Cloud adoption continues apace

Cloud adoption is increasing as companies identify more IT operations they want to migrate. However, the pace and implementation focus vary according to company size, industry and job titles of parties involved, while security concerns persist as the top challenge to deployment, according to a new survey of 1,672 IT decision-makers.

The results of IDG Enterprise’s survey represent the practices and opinions of technology buyers whose organizations already have, or plan to have, at least one application or some portion of their infrastructure in the cloud. (IDG Enterprise is the parent organization of Computerworld.)

Overall, some 56% of companies are still in the process of identifying IT operations that they want to migrate to the cloud. But more companies are finished with the process now -- 38% compared to 33% last year.

More than two-thirds (69%) of companies have already made cloud investments. The rest plan to do so within the next three years. Companies appear to be moving steadily: Respondents anticipate their cloud usage will expand, on average, by 38% in the next 18 months.
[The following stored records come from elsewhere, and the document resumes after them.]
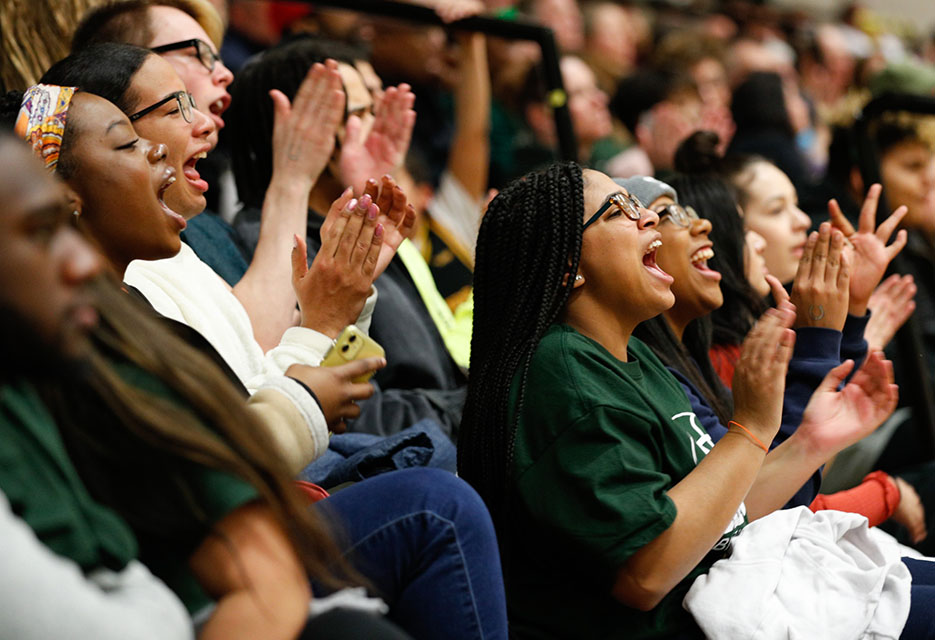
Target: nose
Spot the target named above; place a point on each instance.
(79, 260)
(801, 220)
(648, 220)
(202, 125)
(157, 153)
(701, 226)
(221, 75)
At the end of 2015, companies expect to be operating an average of 53% of their IT environments in the cloud.

The survey results also suggest that companies are committed to a mix of private, public and hybrid cloud services for the foreseeable future. On average, cloud deployments are split almost evenly between public (15%) and private (19%) implementations. Although companies intend to adopt public cloud at a somewhat faster pace than private cloud, private cloud models will continue to have the edge.

Regardless of the model they choose, companies plan to dedicate 24% of their IT budgets, on average, to cloud. Firms intend to spend an average $1.6 million during the next year -- 6% more than in 2013. Large companies, not surprisingly, plan to spend considerably more than small and mid-sized companies: $3.3 million compared to $400,000.

None of this is easy, and technology executives and business leaders differ in how they perceive cloud implementation challenges. When asked to name the top three challenges to cloud from the viewpoint of non-IT leaders, 52% cited security, compared to 61% who named this as a challenge for IT. Integration issues, information governance and measuring ROI are also implementation problems identified by the survey respondents.

Uncertainty about whether they can enforce their security policies at provider sites is their number one challenge, cited by 56%. They’re less willing to trust vendors with the job now. The percentage of security decision-makers who share responsibility for cloud security with their cloud provider has fallen from 52% in 2013 to 44% today. More companies (37%, versus 33% in 2013) manage cloud security completely in-house.